Eine alternative Baugeschichte

Aus den oben genannten Merkwürdigkeiten ergibt sich ein ganz anderes Bild, als es die offizielle Baugeschichte wiedergibt:

  • Die Bausubstanz des Ur-Westwerks ist antik, darauf deuten besonders das Bodenniveau, aber auch der verwendete Mörtel, die Säulen, die Bemalung, usw. hin. Welchen Sinn würde es z.B. machen, den Boden im nachträglichen Anbau tiefer zu legen?
  • Das Westwerk ist ein eigenständiges Gebäude gewesen, das von den Mönchen übernommen wurde.
  • Die 1. Klosterkirche ist ein Anbau an das bestehende Westwerk. Die Rekonstruktion von Uwe Lobbedey, welche die Westmauer der Kirche im Ostraum des Westwerkes sieht, ist wohl durch die vorgegebene Baugeschichte bestimmt. Wie hätte man in dieser Situation das Westwerk anbauen können, ohne das die 1. Kirche eingestürzt wäre? Hier können nur erneute Grabungen Klärung bringen.
  • „trium turrium“ ist daher eine Renovierung und Aufstockung des Ur-Westwerks durch die Mönche. Die Tatsache, dass die zum Westwerk gehörigen Vorlagen des Bogens zwischen Westwerk und Langhaus den Estrich des Langhauses durchschlagen, dokumentiert nur die unbestrittenen Um- und Anbauten der Mönche.
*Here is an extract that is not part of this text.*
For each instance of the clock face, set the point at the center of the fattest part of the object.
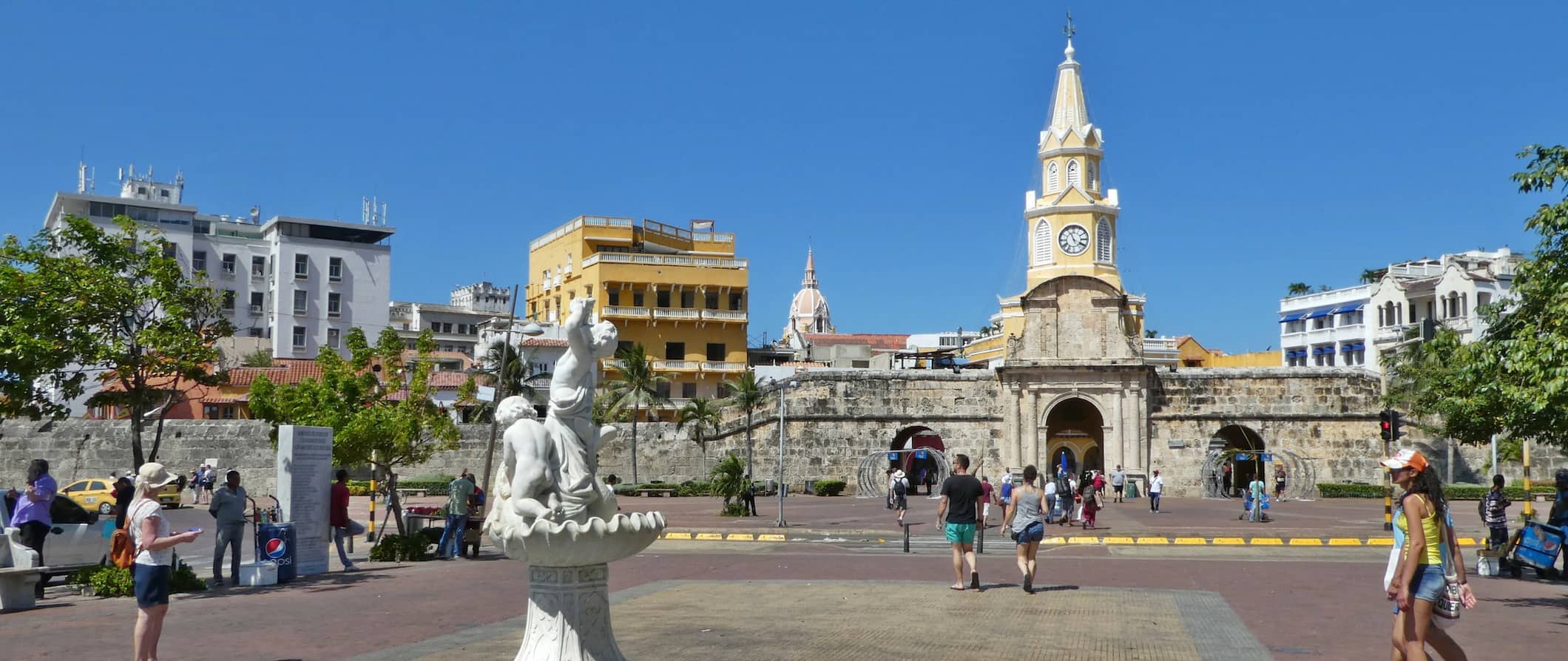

Aber wie kommt ein antikes Steingebäude an die Weser bei Höxter?

Die Römer in Germamien

Eine Phase der Okkupation Germaniens ist besonders interessant:

12 v. Chr.: Vorstoß über die Flüsse Ems, Weser, Elbe, Oder, …
11 v. Chr.: Marsch entlang der Lippe bis zur Weser
10 v. Chr.: Marsch den Main aufwärts (=> Lager Hedemünden?)
9 v. Chr.: Vorstoß bis zur Elbe (oder die Oder?) auf dem Landweg
Aufbau einer germanischen Provinz, Städtebau, Entstehung von „civitas“ (Städten), von „saltus“ (Domänen)
6 n. Chr,: Varus übernimmt die Leitung der germanischen Provinz
9 n. Chr.: Die Varus-Schlacht
15 n. Chr.: Neuaufbau der Weser-Lippe-Kette
16 n. Chr.: gescheiterter Versuch der militärischen Rückgewinnung, Aufgabe der Provinz. Aber auch das Ende der römischen Präsenz?

Quellen

Informationen über diese Geschehnisse sind uns von folgenden Autoren erhalten:

  • Cassius Dio
  • Tacitus
  • Florus
  • Strabo
  • Velleius Paterculus
  • Svetonius Gaius

Zitate aus gegenwärtigen, aber zum Teil auch fraglichen Übersetzungen der Texte dieser Autoren:

Florus: „… außerdem legte er (Drusus) zur Sicherung der Provinz Besatzungen und Wachtürme hin und an der Weser entlang.“

Cassius Dio: „… ihre Truppen überwinterten dort, auch wurden Städte gegründet, und die Germanen fingen an, sich an die neue Ordnung zu gewöhnen.“

Cassius Dio: „… von da zog er (Drusus) zum Land der Cherusker, überschritt (dabei?) die Weser und zog an die Elbe.“

Die Lippe-Weser-Kette

Entlang der Lippe sind römische Lager gefunden worden bzw. werden vermutet

  • gefundene Lagerstandorte:
    • Holsterhausen (1)
    • Haltern (2)
    • Oberaden (4)
    • Anreppen (8)
  • vermutete Lagerstandorte durch Klabes:
    • Datteln (3)
    • Kentrop (5)
    • Lippborg (6)
    • Kappel (7)
    • Neuenbeken (9)
    • Brakel (11)
    • Höxter (12)

Der Endpunkt der Lagerkette an der Weser bei Höxter

  • Die höxtersche Landwehr (Wallanlagen, Turmfundamente teilweise mit Ziegelkleinmörtel).
  • Lagerstandorte (2 Phasen, Luftbildaufnahme, heute überbaut, Testgrabungen nicht eindeutig).
  • Siedlungsreste unterhalb der Propstei „tom roden“. Fund einer Bleirohr-Wasserleitung nach römischen Maßen.
  • Der Grube-Kanal, später Straße (Hellweg im Mittelalter).
  • Die untergegangene Parallelstraße zum Kanal (83 m Abstand = 50 passus).
  • Der Endpunkt der Straße – Das Westwerk von Corvey (vom ehemaligen Tor ist nur noch ein Turm zumindest als Position vorhanden).

Ein limitiertes Tal?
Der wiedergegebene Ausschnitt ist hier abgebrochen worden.